Make tracking a habit!
The key to success with nutrition is making is a habit. This only comes with consistency. One of my favorite quotes is from John C. Maxwell. He says, “Consistency wins the day.” This couldn’t be more true. Take it from me, I used to be in the group I described earlier. I would start a program like P90X and still eat like I did before, possibly even more! Results came slow–really slow and it was so easy to get discouraged when results weren’t showing. But nutrition doesn’t have to be some pie in the sky idea (hint: pie is not a good idea lol). It can actually be really simple. It takes a little while to get used to, but it’s easy and is important for winning with food.

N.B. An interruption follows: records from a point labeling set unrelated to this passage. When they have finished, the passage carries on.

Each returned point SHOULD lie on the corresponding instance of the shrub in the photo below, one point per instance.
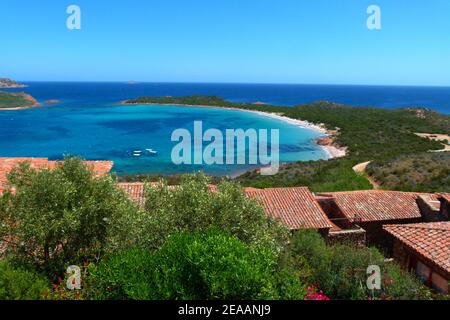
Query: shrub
(192, 206)
(211, 265)
(20, 284)
(63, 216)
(340, 270)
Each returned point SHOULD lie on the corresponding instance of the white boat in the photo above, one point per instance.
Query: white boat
(151, 151)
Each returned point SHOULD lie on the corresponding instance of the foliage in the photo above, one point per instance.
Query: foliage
(192, 206)
(423, 172)
(14, 100)
(210, 265)
(333, 175)
(19, 284)
(340, 270)
(63, 216)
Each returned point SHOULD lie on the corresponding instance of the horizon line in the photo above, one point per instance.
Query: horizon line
(135, 82)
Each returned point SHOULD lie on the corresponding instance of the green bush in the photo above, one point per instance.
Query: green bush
(340, 270)
(211, 265)
(20, 284)
(63, 216)
(192, 206)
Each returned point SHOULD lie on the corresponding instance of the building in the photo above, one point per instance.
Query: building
(425, 249)
(371, 209)
(297, 208)
(9, 164)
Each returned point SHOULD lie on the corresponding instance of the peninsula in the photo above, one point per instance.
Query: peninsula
(383, 137)
(15, 101)
(6, 83)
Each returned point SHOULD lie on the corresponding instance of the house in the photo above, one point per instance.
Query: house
(297, 208)
(371, 209)
(425, 249)
(9, 164)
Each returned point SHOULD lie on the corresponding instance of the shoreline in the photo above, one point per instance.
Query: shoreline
(332, 151)
(27, 97)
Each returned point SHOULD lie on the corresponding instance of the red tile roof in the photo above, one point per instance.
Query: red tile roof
(295, 207)
(429, 240)
(378, 205)
(8, 164)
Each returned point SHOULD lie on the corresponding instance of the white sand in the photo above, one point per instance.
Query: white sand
(330, 150)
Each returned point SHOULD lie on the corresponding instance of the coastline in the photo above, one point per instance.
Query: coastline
(331, 149)
(27, 97)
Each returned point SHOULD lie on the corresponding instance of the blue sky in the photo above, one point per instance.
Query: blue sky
(257, 41)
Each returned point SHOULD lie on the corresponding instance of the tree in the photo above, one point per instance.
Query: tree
(62, 216)
(341, 270)
(200, 265)
(193, 206)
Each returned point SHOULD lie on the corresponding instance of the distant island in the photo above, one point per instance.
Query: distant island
(15, 101)
(6, 83)
(383, 149)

When I say track it, I mean track! Track everything you eat, including the handful of chips that you think are too insignificant to matter. You’d be surprised about how fast calories add up. So what should you use to track? I use MyFitnessPal because I find it to be the most efficient method for making sure that I am staying on track, but if you have some other method that you like, use it! MFP gives you the ability to set up your own caloric goals as well as macro-nutrient ratios (fats, carbs, and proteins) and it has a huge food database where you can simply scan a product barcode and boom…tracked. You can also add in your own recipes, which is pretty useful. I like to log what I’m going to eat the next day the night before. This way I am not only able to plan perfect macro-nutrient ratios, but it keeps me from straying the next day and grabbing for something that won’t fit into my goals. If it hasn’t been logged, I don’t eat it. But let’s say you do stray from your plan and eat a ton of carbs or lunch. What now? Simply adjust dinner to get you macro-nutrient goals met. Is there anything that you shouldn’t track? YES! Do not track your workout calories burned. You may actually end up eating more this way because MFP adds those burned calories into your allowable food calories. This is never good because Beachbody nutrition plans have already accounted for the calories that you will burn during a workout.